Professional traders regularly refer to an economic calendar, such as this one, which is provided by most brokers. Use it as a tool to plan your trades, and most importantly, use it as a facility to tell you when not to trade via expected volatile periods in the market, which potentially follow high impact or high importance regarded data releases.
The key information that you need to take particular attention to is the time of the event, the economic event itself, the day and date, the impact level, which typically comes as low, medium, and high, the actual economic data release as listed at the time of the event, which is usually subject to an embargo, and before this, pay particular attention to the general consensus of what the actual figure might be. This is put together by leading economists and market analysis. Also, pay attention to the previous release of this data.
In this video, we are looking at average hourly earnings, year on year, for May 2020. This data is typically more important within the United States and has a maximum impact value. It is always released on the first Friday of each month, along with the non-farm payrolls.
This particular session of releases he’s very widely anticipated by the markets because it gives a clear picture of the economic conditions for the United States, which is one of the biggest economies in the world.

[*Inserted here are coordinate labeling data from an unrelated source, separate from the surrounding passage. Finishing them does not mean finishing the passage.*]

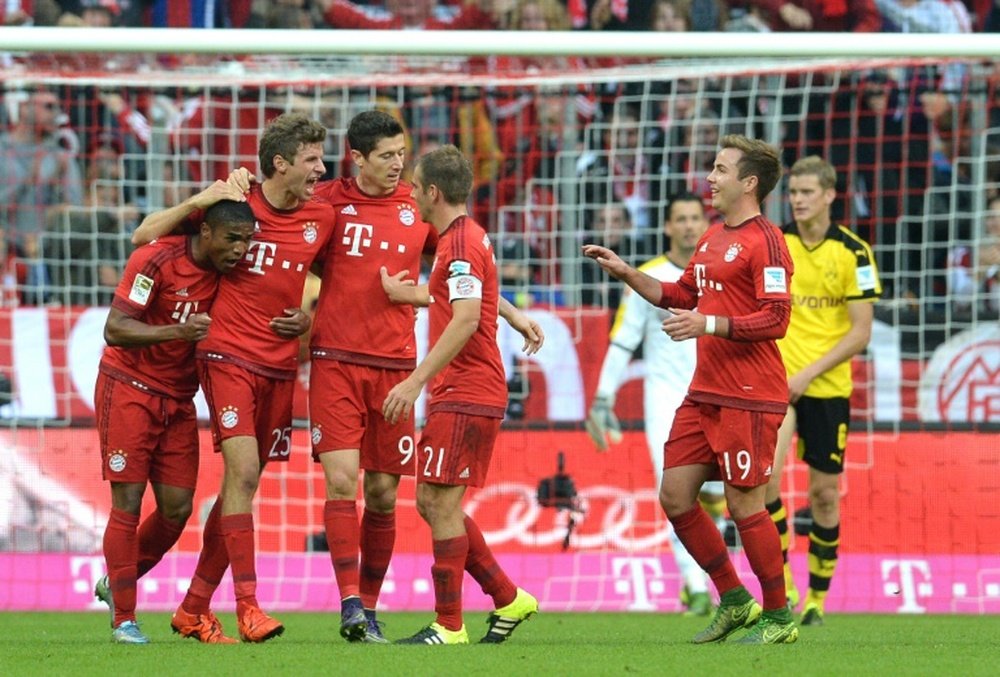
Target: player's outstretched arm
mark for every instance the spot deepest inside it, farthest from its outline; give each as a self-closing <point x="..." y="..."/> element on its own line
<point x="646" y="286"/>
<point x="293" y="324"/>
<point x="463" y="324"/>
<point x="128" y="332"/>
<point x="403" y="291"/>
<point x="164" y="221"/>
<point x="532" y="332"/>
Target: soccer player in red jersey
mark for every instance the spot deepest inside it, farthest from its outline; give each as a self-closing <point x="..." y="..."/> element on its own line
<point x="468" y="399"/>
<point x="144" y="399"/>
<point x="248" y="361"/>
<point x="727" y="426"/>
<point x="361" y="346"/>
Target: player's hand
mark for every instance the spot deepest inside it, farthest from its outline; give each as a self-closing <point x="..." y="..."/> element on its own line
<point x="399" y="402"/>
<point x="607" y="259"/>
<point x="797" y="386"/>
<point x="397" y="287"/>
<point x="602" y="424"/>
<point x="241" y="179"/>
<point x="195" y="327"/>
<point x="294" y="323"/>
<point x="220" y="190"/>
<point x="532" y="332"/>
<point x="682" y="324"/>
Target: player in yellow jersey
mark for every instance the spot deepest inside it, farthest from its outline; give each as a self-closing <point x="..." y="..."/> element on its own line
<point x="833" y="293"/>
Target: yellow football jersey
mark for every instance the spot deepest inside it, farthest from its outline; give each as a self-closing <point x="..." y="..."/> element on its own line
<point x="838" y="271"/>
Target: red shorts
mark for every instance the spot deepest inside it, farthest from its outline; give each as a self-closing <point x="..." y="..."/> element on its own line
<point x="145" y="437"/>
<point x="739" y="442"/>
<point x="455" y="449"/>
<point x="244" y="403"/>
<point x="345" y="411"/>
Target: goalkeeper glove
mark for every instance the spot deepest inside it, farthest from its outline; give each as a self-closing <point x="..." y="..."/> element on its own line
<point x="602" y="424"/>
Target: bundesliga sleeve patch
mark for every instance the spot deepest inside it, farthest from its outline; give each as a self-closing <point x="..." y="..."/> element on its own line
<point x="775" y="280"/>
<point x="865" y="276"/>
<point x="464" y="287"/>
<point x="142" y="287"/>
<point x="456" y="268"/>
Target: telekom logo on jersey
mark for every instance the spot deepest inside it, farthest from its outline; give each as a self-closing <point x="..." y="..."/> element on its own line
<point x="262" y="255"/>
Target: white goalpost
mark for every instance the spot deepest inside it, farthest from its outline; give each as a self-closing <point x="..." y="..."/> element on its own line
<point x="560" y="128"/>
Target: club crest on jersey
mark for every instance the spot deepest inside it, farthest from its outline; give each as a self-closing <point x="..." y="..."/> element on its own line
<point x="229" y="417"/>
<point x="456" y="268"/>
<point x="309" y="232"/>
<point x="117" y="460"/>
<point x="142" y="286"/>
<point x="465" y="286"/>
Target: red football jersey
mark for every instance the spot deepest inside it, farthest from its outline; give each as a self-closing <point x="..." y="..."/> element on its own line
<point x="162" y="284"/>
<point x="465" y="267"/>
<point x="270" y="279"/>
<point x="355" y="321"/>
<point x="736" y="272"/>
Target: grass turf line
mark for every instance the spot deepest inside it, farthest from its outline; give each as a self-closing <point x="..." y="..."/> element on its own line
<point x="552" y="643"/>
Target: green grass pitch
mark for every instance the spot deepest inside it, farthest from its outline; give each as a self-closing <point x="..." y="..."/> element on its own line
<point x="42" y="644"/>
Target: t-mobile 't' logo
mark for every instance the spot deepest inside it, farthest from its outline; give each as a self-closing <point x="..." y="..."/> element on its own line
<point x="356" y="236"/>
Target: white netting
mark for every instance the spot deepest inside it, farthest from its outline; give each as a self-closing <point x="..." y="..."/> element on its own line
<point x="555" y="142"/>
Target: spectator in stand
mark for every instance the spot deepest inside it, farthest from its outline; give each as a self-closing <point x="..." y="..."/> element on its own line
<point x="974" y="272"/>
<point x="409" y="14"/>
<point x="610" y="227"/>
<point x="859" y="16"/>
<point x="619" y="15"/>
<point x="18" y="13"/>
<point x="39" y="175"/>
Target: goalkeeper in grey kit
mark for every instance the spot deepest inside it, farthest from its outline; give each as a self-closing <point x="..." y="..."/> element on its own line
<point x="669" y="368"/>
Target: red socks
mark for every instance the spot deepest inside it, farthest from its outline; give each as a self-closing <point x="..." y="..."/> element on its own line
<point x="702" y="539"/>
<point x="448" y="569"/>
<point x="156" y="536"/>
<point x="342" y="537"/>
<point x="212" y="563"/>
<point x="237" y="531"/>
<point x="378" y="535"/>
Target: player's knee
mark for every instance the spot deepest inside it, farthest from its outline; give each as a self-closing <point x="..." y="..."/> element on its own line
<point x="824" y="500"/>
<point x="177" y="511"/>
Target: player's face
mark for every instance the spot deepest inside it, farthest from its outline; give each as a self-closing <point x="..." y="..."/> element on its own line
<point x="725" y="182"/>
<point x="686" y="224"/>
<point x="305" y="170"/>
<point x="808" y="199"/>
<point x="383" y="167"/>
<point x="227" y="244"/>
<point x="425" y="203"/>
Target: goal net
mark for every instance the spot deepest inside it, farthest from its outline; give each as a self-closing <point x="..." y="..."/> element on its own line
<point x="566" y="150"/>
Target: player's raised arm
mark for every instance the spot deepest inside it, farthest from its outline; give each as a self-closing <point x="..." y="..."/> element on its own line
<point x="647" y="287"/>
<point x="532" y="332"/>
<point x="158" y="224"/>
<point x="128" y="332"/>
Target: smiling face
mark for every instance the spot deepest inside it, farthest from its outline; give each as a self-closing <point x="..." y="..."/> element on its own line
<point x="422" y="196"/>
<point x="810" y="202"/>
<point x="382" y="168"/>
<point x="727" y="186"/>
<point x="300" y="175"/>
<point x="685" y="224"/>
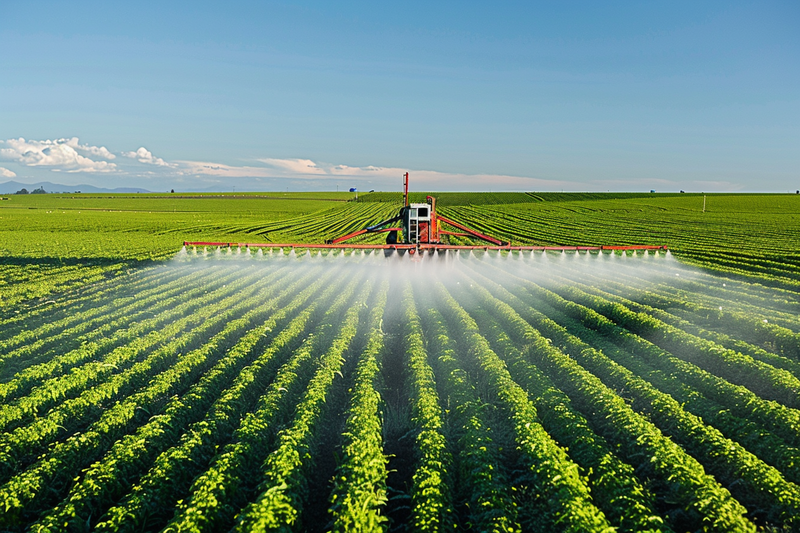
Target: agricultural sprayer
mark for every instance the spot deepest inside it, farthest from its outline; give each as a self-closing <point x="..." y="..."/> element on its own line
<point x="417" y="229"/>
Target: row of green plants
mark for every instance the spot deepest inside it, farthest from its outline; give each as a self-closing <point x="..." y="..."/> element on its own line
<point x="231" y="479"/>
<point x="705" y="504"/>
<point x="285" y="473"/>
<point x="431" y="498"/>
<point x="24" y="492"/>
<point x="218" y="393"/>
<point x="555" y="474"/>
<point x="359" y="489"/>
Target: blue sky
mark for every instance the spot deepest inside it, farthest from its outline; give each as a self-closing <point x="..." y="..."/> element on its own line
<point x="464" y="95"/>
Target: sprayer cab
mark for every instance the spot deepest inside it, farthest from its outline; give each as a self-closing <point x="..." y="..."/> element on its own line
<point x="419" y="222"/>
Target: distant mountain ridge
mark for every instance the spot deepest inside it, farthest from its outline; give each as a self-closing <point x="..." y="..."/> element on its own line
<point x="10" y="187"/>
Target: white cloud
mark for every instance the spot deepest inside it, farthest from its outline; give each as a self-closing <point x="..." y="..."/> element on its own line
<point x="59" y="154"/>
<point x="385" y="178"/>
<point x="143" y="155"/>
<point x="99" y="151"/>
<point x="226" y="171"/>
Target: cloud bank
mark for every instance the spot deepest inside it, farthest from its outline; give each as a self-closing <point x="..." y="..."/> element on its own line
<point x="141" y="168"/>
<point x="58" y="155"/>
<point x="143" y="155"/>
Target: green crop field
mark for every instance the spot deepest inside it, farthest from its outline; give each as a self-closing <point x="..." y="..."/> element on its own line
<point x="147" y="387"/>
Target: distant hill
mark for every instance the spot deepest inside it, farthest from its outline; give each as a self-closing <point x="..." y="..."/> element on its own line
<point x="10" y="187"/>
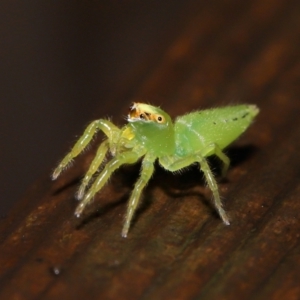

The data is released by the US Bureau of Labor Statistics. It reflects labour cost inflation and throws light on the conditions of the Labour market. The board of the Federal Reserve uses this as a leading indicator when setting interest rates, along with the unemployment figures.
Here we can see that the average hourly earnings figure for May came in at 6.7%, which was below the consensus value of 8.5% and below the previous figure of 8% for April. The deviation is also shown as -0.98%.
A higher reading would have been positive or bullish for the USD, while this reading is negative or bearish for the USD.
This is why it is always imperative to wait until the market has analysed all of the data, including average hourly earnings before you jump in and start trading purely on the non-farm payrolls figure only.
Tread cautiously and wait for a trend to begin and then join that in either direction. When trading this data always expect the unexpected because the market can become extremely volatile post data release.